Project Include encourages leaders to think beyond narrow definitions of diversity and to recognize how overlapping identities can compound disadvantage. By focusing on inclusion for everyone, companies create environments that are more resilient, innovative, and equitable over time. This approach also helps organizations avoid the long term damage caused by insider outsider dynamics that push talent away rather than helping it thrive.
Moving Beyond One Time Initiatives
One of the strongest messages Project Include delivers is that systemic problems cannot be solved with isolated actions. One off training sessions, symbolic statements, or short lived programs often do more harm than good. They create the illusion of progress without changing underlying behavior or decision making.

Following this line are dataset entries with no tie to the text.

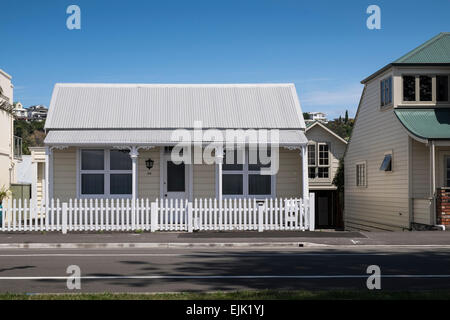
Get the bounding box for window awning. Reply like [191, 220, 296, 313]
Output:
[44, 129, 308, 146]
[394, 108, 450, 140]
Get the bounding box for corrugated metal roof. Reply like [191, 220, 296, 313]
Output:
[394, 32, 450, 63]
[46, 84, 305, 129]
[45, 130, 308, 146]
[394, 108, 450, 140]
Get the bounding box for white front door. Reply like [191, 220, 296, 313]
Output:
[162, 150, 189, 199]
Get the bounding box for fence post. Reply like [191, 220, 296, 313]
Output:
[308, 193, 316, 231]
[186, 201, 194, 232]
[150, 202, 159, 232]
[258, 203, 265, 232]
[61, 202, 67, 234]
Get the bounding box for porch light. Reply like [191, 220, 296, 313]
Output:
[145, 158, 155, 170]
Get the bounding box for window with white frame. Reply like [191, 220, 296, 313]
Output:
[80, 149, 132, 197]
[317, 143, 330, 179]
[380, 77, 392, 107]
[222, 149, 275, 197]
[402, 75, 450, 103]
[356, 162, 367, 187]
[308, 144, 317, 179]
[308, 142, 330, 179]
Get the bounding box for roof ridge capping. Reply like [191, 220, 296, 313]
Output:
[393, 32, 450, 63]
[361, 32, 450, 84]
[55, 82, 295, 88]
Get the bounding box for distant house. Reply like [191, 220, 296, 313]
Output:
[14, 102, 28, 120]
[344, 33, 450, 230]
[306, 121, 347, 228]
[27, 105, 48, 121]
[308, 112, 328, 123]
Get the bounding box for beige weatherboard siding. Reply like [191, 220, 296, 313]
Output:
[306, 122, 347, 190]
[344, 33, 450, 230]
[344, 75, 410, 230]
[0, 69, 15, 188]
[45, 84, 309, 201]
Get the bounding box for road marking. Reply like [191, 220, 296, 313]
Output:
[0, 252, 428, 258]
[0, 274, 450, 280]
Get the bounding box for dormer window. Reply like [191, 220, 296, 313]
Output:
[403, 75, 449, 103]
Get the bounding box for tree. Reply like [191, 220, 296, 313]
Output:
[14, 120, 45, 154]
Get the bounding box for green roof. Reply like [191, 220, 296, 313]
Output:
[394, 108, 450, 140]
[394, 32, 450, 63]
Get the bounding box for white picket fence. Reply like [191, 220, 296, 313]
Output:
[0, 193, 315, 233]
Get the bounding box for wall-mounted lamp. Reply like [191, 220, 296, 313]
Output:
[145, 158, 155, 170]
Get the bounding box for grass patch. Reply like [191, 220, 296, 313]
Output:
[0, 290, 450, 300]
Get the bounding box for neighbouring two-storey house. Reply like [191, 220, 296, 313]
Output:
[344, 33, 450, 230]
[306, 121, 347, 228]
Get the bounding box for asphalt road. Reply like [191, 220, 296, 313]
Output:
[0, 247, 450, 293]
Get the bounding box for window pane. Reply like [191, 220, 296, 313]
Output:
[167, 161, 186, 192]
[109, 174, 133, 194]
[436, 76, 448, 101]
[308, 168, 316, 179]
[81, 174, 105, 194]
[386, 77, 392, 104]
[248, 174, 272, 195]
[248, 149, 271, 171]
[318, 167, 329, 178]
[380, 154, 392, 171]
[222, 150, 245, 171]
[222, 174, 244, 195]
[419, 76, 433, 101]
[319, 144, 328, 166]
[403, 76, 416, 101]
[109, 150, 131, 170]
[446, 157, 450, 187]
[81, 150, 105, 170]
[308, 144, 316, 166]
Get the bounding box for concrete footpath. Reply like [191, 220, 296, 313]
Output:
[0, 231, 450, 249]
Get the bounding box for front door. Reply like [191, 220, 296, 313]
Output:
[163, 151, 188, 199]
[444, 155, 450, 188]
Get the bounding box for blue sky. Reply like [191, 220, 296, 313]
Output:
[0, 0, 450, 118]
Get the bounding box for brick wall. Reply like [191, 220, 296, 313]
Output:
[436, 188, 450, 226]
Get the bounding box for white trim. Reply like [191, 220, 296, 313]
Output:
[305, 121, 348, 144]
[215, 148, 277, 199]
[76, 147, 133, 199]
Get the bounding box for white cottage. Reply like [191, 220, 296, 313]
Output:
[45, 84, 309, 218]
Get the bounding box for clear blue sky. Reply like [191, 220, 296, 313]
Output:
[0, 0, 450, 118]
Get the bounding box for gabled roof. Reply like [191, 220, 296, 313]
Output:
[361, 32, 450, 84]
[45, 84, 305, 130]
[394, 32, 450, 64]
[394, 108, 450, 140]
[306, 121, 348, 144]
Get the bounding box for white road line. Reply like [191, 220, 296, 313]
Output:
[0, 252, 407, 258]
[0, 274, 450, 280]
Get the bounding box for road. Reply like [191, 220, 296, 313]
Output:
[0, 247, 450, 293]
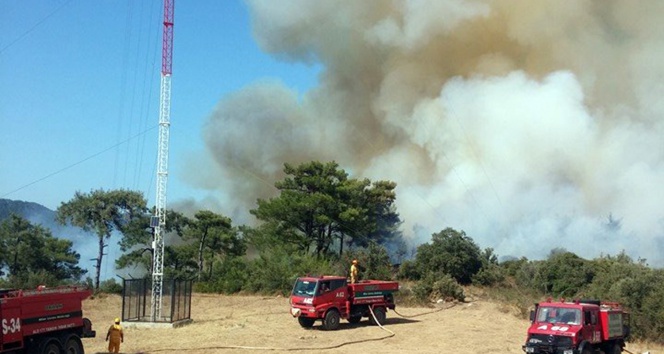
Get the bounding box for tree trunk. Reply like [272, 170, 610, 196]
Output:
[198, 231, 207, 280]
[95, 236, 106, 290]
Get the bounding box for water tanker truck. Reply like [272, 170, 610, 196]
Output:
[290, 276, 399, 330]
[0, 286, 96, 354]
[522, 300, 629, 354]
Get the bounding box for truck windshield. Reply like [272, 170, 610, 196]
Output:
[537, 306, 581, 325]
[293, 279, 318, 296]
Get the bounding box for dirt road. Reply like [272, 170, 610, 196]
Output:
[84, 294, 656, 354]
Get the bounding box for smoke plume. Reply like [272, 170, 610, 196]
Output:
[185, 0, 664, 266]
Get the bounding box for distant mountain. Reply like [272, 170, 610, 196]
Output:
[0, 199, 98, 274]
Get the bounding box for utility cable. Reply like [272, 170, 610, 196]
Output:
[2, 125, 159, 198]
[0, 0, 72, 54]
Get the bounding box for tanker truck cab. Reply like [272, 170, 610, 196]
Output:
[290, 275, 399, 330]
[290, 276, 348, 329]
[523, 300, 626, 354]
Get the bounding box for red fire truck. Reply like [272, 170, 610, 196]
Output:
[0, 286, 96, 354]
[290, 276, 399, 330]
[523, 300, 629, 354]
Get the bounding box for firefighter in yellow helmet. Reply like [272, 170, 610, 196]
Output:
[350, 259, 358, 284]
[106, 317, 124, 353]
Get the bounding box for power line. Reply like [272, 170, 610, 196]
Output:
[2, 125, 158, 198]
[0, 0, 72, 54]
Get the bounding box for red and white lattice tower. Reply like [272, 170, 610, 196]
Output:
[150, 0, 175, 322]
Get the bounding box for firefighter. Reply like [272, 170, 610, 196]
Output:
[350, 259, 358, 284]
[106, 317, 124, 353]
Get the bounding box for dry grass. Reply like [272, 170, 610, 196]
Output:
[84, 294, 664, 354]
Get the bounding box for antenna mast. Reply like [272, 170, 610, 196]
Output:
[151, 0, 175, 322]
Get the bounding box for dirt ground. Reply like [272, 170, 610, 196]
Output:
[83, 294, 664, 354]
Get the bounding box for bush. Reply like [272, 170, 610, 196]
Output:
[415, 228, 482, 285]
[413, 274, 465, 301]
[194, 257, 249, 294]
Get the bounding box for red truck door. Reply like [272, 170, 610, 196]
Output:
[581, 308, 602, 344]
[325, 279, 348, 317]
[0, 302, 23, 350]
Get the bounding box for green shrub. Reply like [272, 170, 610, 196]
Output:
[413, 273, 465, 302]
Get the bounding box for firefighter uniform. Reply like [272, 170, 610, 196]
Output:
[350, 259, 358, 284]
[106, 318, 124, 353]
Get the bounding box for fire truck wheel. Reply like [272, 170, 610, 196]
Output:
[323, 309, 339, 331]
[64, 337, 83, 354]
[606, 343, 622, 354]
[297, 317, 316, 328]
[40, 339, 60, 354]
[348, 316, 362, 323]
[369, 307, 387, 325]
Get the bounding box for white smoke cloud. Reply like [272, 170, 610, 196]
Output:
[185, 0, 664, 266]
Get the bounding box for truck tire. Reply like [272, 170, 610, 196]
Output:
[348, 316, 362, 323]
[39, 338, 60, 354]
[369, 307, 387, 325]
[297, 317, 316, 328]
[606, 343, 622, 354]
[323, 309, 339, 331]
[64, 336, 85, 354]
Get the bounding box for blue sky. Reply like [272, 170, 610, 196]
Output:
[0, 0, 664, 272]
[0, 0, 318, 209]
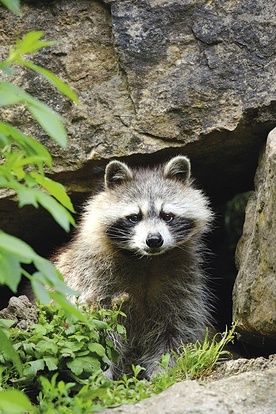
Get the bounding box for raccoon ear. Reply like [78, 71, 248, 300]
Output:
[104, 161, 133, 188]
[164, 155, 191, 182]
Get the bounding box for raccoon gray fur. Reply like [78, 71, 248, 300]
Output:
[55, 156, 213, 378]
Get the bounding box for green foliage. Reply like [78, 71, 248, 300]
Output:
[0, 304, 124, 389]
[153, 327, 235, 391]
[0, 390, 33, 414]
[0, 303, 233, 414]
[0, 5, 85, 388]
[0, 0, 20, 14]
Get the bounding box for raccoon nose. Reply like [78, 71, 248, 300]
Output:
[146, 233, 164, 247]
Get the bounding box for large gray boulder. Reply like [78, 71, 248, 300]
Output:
[0, 0, 276, 199]
[233, 128, 276, 349]
[0, 0, 276, 346]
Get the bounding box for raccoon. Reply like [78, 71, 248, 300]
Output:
[55, 156, 213, 378]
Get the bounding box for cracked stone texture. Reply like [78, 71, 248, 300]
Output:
[0, 0, 276, 342]
[233, 128, 276, 349]
[0, 0, 276, 191]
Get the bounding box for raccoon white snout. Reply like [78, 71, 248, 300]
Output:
[146, 233, 164, 249]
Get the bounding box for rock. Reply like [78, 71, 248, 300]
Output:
[103, 358, 276, 414]
[0, 295, 37, 330]
[0, 0, 276, 200]
[233, 128, 276, 349]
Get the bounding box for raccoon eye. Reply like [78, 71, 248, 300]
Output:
[161, 213, 174, 223]
[127, 214, 141, 223]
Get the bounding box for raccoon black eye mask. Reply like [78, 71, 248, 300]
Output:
[53, 155, 213, 379]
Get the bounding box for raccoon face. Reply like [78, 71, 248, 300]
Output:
[102, 156, 211, 256]
[107, 203, 195, 256]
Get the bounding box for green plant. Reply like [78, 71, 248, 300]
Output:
[0, 0, 84, 413]
[0, 303, 234, 414]
[0, 13, 83, 316]
[0, 304, 124, 394]
[153, 326, 235, 391]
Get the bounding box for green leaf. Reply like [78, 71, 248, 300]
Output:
[44, 357, 58, 371]
[23, 61, 79, 102]
[23, 358, 45, 380]
[0, 82, 22, 106]
[31, 172, 74, 212]
[0, 0, 20, 15]
[0, 329, 22, 375]
[88, 342, 105, 357]
[0, 390, 33, 414]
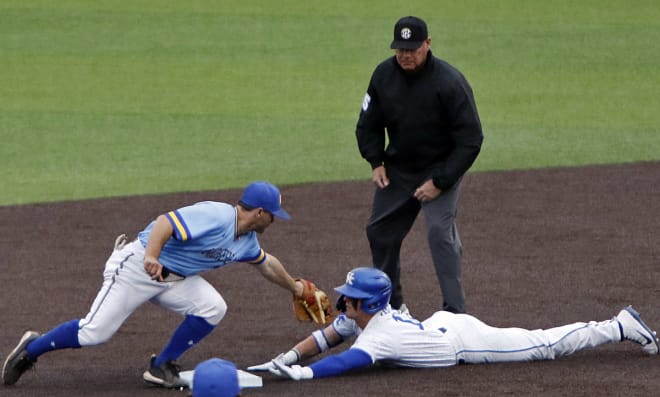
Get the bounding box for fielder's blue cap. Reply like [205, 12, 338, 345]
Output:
[240, 181, 291, 219]
[192, 358, 241, 397]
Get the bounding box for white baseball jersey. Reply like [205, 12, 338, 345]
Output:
[332, 305, 621, 367]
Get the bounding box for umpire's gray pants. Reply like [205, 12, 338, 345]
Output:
[366, 180, 465, 313]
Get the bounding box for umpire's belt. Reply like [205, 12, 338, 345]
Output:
[160, 266, 186, 282]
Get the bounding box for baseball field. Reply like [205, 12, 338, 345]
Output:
[0, 0, 660, 396]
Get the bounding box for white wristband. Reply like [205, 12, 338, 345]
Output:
[312, 329, 330, 352]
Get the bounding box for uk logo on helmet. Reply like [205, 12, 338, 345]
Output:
[346, 272, 355, 285]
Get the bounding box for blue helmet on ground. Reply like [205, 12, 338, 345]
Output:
[192, 358, 241, 397]
[335, 267, 392, 314]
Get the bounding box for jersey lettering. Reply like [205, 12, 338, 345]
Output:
[392, 314, 424, 330]
[202, 248, 234, 264]
[362, 93, 371, 112]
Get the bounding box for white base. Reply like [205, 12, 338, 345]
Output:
[179, 369, 264, 389]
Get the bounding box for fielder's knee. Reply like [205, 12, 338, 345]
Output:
[199, 294, 227, 326]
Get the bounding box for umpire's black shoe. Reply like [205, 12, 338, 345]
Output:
[2, 331, 39, 385]
[142, 354, 185, 388]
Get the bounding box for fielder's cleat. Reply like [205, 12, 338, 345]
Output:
[616, 306, 660, 355]
[142, 354, 186, 389]
[2, 331, 39, 385]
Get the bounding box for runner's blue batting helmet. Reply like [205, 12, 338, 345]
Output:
[335, 267, 392, 314]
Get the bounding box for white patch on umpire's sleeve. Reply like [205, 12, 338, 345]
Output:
[362, 93, 371, 112]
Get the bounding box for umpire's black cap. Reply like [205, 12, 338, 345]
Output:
[390, 16, 429, 50]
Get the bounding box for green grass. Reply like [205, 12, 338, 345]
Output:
[0, 0, 660, 205]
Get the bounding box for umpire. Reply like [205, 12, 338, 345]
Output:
[356, 16, 483, 313]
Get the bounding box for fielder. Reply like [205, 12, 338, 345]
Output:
[248, 267, 658, 380]
[2, 181, 330, 388]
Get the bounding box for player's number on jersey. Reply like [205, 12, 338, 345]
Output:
[392, 315, 424, 330]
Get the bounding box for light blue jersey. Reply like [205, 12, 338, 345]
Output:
[138, 201, 266, 277]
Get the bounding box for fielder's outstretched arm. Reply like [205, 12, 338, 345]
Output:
[251, 252, 303, 296]
[247, 324, 344, 371]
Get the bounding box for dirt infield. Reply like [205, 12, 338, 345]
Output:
[0, 162, 660, 397]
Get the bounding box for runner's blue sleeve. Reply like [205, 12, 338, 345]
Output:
[309, 348, 373, 379]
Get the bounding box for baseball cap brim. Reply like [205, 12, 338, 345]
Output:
[390, 40, 424, 50]
[271, 208, 291, 221]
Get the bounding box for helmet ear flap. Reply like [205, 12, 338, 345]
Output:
[335, 295, 346, 313]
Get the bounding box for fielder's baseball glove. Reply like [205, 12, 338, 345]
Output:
[293, 278, 335, 325]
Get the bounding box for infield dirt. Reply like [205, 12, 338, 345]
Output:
[0, 162, 660, 397]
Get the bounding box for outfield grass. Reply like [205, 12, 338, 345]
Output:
[0, 0, 660, 205]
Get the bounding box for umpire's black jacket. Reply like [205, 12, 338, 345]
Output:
[356, 51, 483, 190]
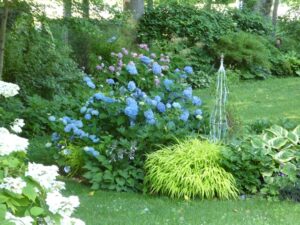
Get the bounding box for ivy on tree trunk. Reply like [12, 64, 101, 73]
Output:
[0, 0, 8, 80]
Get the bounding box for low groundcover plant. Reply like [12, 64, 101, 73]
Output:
[145, 139, 238, 199]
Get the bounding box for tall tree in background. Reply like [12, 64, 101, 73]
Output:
[0, 0, 8, 80]
[82, 0, 90, 18]
[63, 0, 72, 44]
[272, 0, 280, 28]
[123, 0, 145, 20]
[147, 0, 153, 10]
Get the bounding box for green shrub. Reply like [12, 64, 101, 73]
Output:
[4, 14, 81, 99]
[145, 139, 237, 199]
[214, 32, 271, 78]
[222, 125, 300, 196]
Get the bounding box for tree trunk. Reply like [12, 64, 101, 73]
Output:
[0, 0, 8, 80]
[256, 0, 273, 16]
[147, 0, 153, 10]
[82, 0, 90, 18]
[272, 0, 280, 28]
[123, 0, 145, 20]
[63, 0, 72, 45]
[64, 0, 72, 18]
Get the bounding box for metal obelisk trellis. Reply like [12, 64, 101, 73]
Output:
[210, 54, 228, 142]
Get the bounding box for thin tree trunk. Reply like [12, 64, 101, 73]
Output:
[63, 0, 72, 45]
[82, 0, 90, 18]
[272, 0, 280, 28]
[123, 0, 145, 20]
[0, 0, 8, 80]
[147, 0, 153, 10]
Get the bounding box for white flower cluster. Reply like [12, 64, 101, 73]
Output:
[0, 127, 29, 156]
[5, 212, 34, 225]
[25, 163, 65, 192]
[46, 192, 79, 217]
[0, 81, 20, 98]
[10, 119, 25, 134]
[0, 177, 26, 194]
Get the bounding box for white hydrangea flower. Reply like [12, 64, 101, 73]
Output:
[0, 81, 20, 98]
[25, 163, 65, 192]
[5, 212, 34, 225]
[0, 177, 26, 194]
[10, 119, 25, 133]
[60, 217, 85, 225]
[0, 127, 29, 156]
[46, 192, 80, 217]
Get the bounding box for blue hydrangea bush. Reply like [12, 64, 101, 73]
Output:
[49, 44, 205, 191]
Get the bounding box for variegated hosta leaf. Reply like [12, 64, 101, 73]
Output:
[287, 132, 299, 145]
[293, 125, 300, 142]
[282, 162, 298, 181]
[267, 125, 289, 137]
[268, 137, 288, 150]
[251, 137, 266, 148]
[273, 150, 295, 163]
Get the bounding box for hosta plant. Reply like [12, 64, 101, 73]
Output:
[0, 81, 85, 225]
[222, 125, 300, 196]
[145, 139, 238, 199]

Project Include promotes a comprehensive approach that touches every part of a company, including culture, operations, hiring, promotion, compensation, and leadership accountability. This requires sustained effort and clear ownership. CEOs play a critical role in this process. Without their active involvement and long term commitment, diversity and inclusion initiatives rarely succeed. The organization’s work reinforces that real change is not fast or easy, but it is possible with focus and integrity.
Accountability through Data and Measurement
Good intentions alone are not enough to drive progress. Project Include places strong emphasis on accountability, supported by data and benchmarks. Companies are encouraged to measure outcomes, listen to employee experiences, and track progress honestly. Comprehensive surveys and transparent reporting help leaders understand where gaps exist and where improvement is needed.
This data driven approach shifts conversations away from defensiveness and toward problem solving. It allows organizations to see diversity and inclusion not as abstract ideals, but as measurable elements of business health. Accountability also signals seriousness. When leaders are willing to evaluate their own performance, trust begins to grow across teams.
Empowering CEOs Employees and the Ecosystem
Project Include recognizes that cultural change cannot rest on one person alone. While CEOs must lead, employees also need tools to advocate for inclusion within their organizations. The nonprofit provides frameworks and resources that help diversity and people operations leaders influence decision makers, even when leadership has not yet made inclusion a priority.
Beyond companies, Project Include calls on venture capital firms and universities to use their influence to accelerate progress. These institutions shape who gets funded, hired, and promoted. By engaging the broader ecosystem, the organization aims to create pressure and support for change at every level of the industry.
A Vision for Lasting Change in Tech
Project Include does not offer a checklist or a universal solution. Instead, it provides guidance rooted in decades of experience building, advising, and leading technology companies. Its recommendations are designed to be adapted, recognizing that each organization faces unique challenges and constraints.
Under Ellen Pao’s leadership, Project Include has become more than an advocacy group. It is a trusted partner for leaders who are ready to confront uncomfortable truths and commit to long term improvement. The organization’s work reminds the tech industry that fairness is not a side initiative. It is a leadership responsibility.
As women leaders continue to shape the future of business and technology, Project Include stands as a testament to what principled leadership can achieve. By insisting on inclusion, comprehensiveness, and accountability, the organization is helping redefine success in tech, not just by who builds the future, but by who is invited to be part of it.